The Day of the Holy Serpents

Chet Kumari Chitrakar, 65, uses wooden blocks to imprint the outline on paper, then infills them with colour. All photos: MONIKA DEUPALA

The ancestral occupation of Chet Kumari Chitrakar, 65, is devotional art – painting gods and goddesses for the altars of the people of Bhaktapur, a city also known as ‘the city of devotees’.

But this week has been particularly busy in the run-up to Nag Panchami, the festival of the multi-headed serpent god that falls on Saturday 25 July this year.

She cannot turn out the paintings fast enough for people to buy to stick them to their main doors to protect the household from earthquakes, lightning, pestilence – and this year from the COVID-19 pandemic.

Chet Kumari learnt how to make these paintings from her Chitrakar in-laws – the surname means ‘artist’. Besides Nag Panchami, she also turns out paintings for Chotha Puja, Gai Jatra (4 August) Indra Jatra, Bisokarma Puja, Dasain and Tihar.

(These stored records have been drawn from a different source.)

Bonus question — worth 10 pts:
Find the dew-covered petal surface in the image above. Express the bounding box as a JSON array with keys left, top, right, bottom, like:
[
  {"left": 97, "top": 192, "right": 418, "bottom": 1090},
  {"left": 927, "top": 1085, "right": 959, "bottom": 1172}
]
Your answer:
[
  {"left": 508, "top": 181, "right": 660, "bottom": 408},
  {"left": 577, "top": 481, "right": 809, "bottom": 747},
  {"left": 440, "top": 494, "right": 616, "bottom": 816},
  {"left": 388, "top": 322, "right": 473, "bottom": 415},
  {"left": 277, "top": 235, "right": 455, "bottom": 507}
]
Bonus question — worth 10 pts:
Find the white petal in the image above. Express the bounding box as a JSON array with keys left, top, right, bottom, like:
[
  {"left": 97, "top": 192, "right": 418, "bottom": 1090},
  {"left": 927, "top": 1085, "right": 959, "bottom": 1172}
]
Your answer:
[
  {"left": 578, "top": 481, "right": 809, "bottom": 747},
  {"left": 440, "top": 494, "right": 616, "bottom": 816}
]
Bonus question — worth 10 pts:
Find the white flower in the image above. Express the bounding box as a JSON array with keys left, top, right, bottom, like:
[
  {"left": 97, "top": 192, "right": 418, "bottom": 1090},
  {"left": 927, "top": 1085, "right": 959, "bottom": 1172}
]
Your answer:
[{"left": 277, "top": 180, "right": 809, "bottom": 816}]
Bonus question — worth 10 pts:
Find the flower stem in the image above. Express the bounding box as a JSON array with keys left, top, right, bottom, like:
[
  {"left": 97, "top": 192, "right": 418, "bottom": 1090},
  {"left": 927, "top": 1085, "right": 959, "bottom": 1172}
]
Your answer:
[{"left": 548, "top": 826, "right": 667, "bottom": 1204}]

Now that paddy planting is over, Kathmandu Valley’s calendar is filled with festival every week till harvest time in October.

“I feel holy while I make these sketches and colour the figures of deities, it is like praying,” explains Chet Kumari, as she imprints the outlines of serpents from a wooden block before infilling them with colour. She buys paper, colour powder from the market, works on different block shapes and fills in the colours with her brushes. It takes about 15 minutes to complete one.

But the tradition is dying out because of cheaper printed posters in the market.  But there are still many people of Bhaktapur who prefer these handmade paintings to the mass produced ones precisely because the sacred drawings are made by the hands of a devotee herself.

“It is sad that young people these days are not interested in the festivals and the significance that they carry,” Chet Kumari says, but she is happy she is there to uphold the tradition of her forebears.

Legend has it that there were many serpents living in the lake that once filled Kathmandu Valley till the level of the top of Swayambhu Stupa. But when Manjushree drained the lake by striking the Chobar Ridge with his sword, the serpents were washed away.

But there are still said to be some lingering about in water bodies like Taudaha and other holy ponds, especially Nag Pokhari in Naxal. On Saturday, special rituals will be held at Nag Pokhari, with the bronze serpent head on a pedestal in the middle of the pond being ceremonially bathed in milk.

Nag Panchami is observed by both Hindus and Buddhists, and the practice of the head of the household pasting a serpent image on the door is unique to Kathmandu Valley.

Asta Bahadur Chitrakar, 72, from Kathmandu sells traditional paintings of deities that he made himself for Nag Panchami.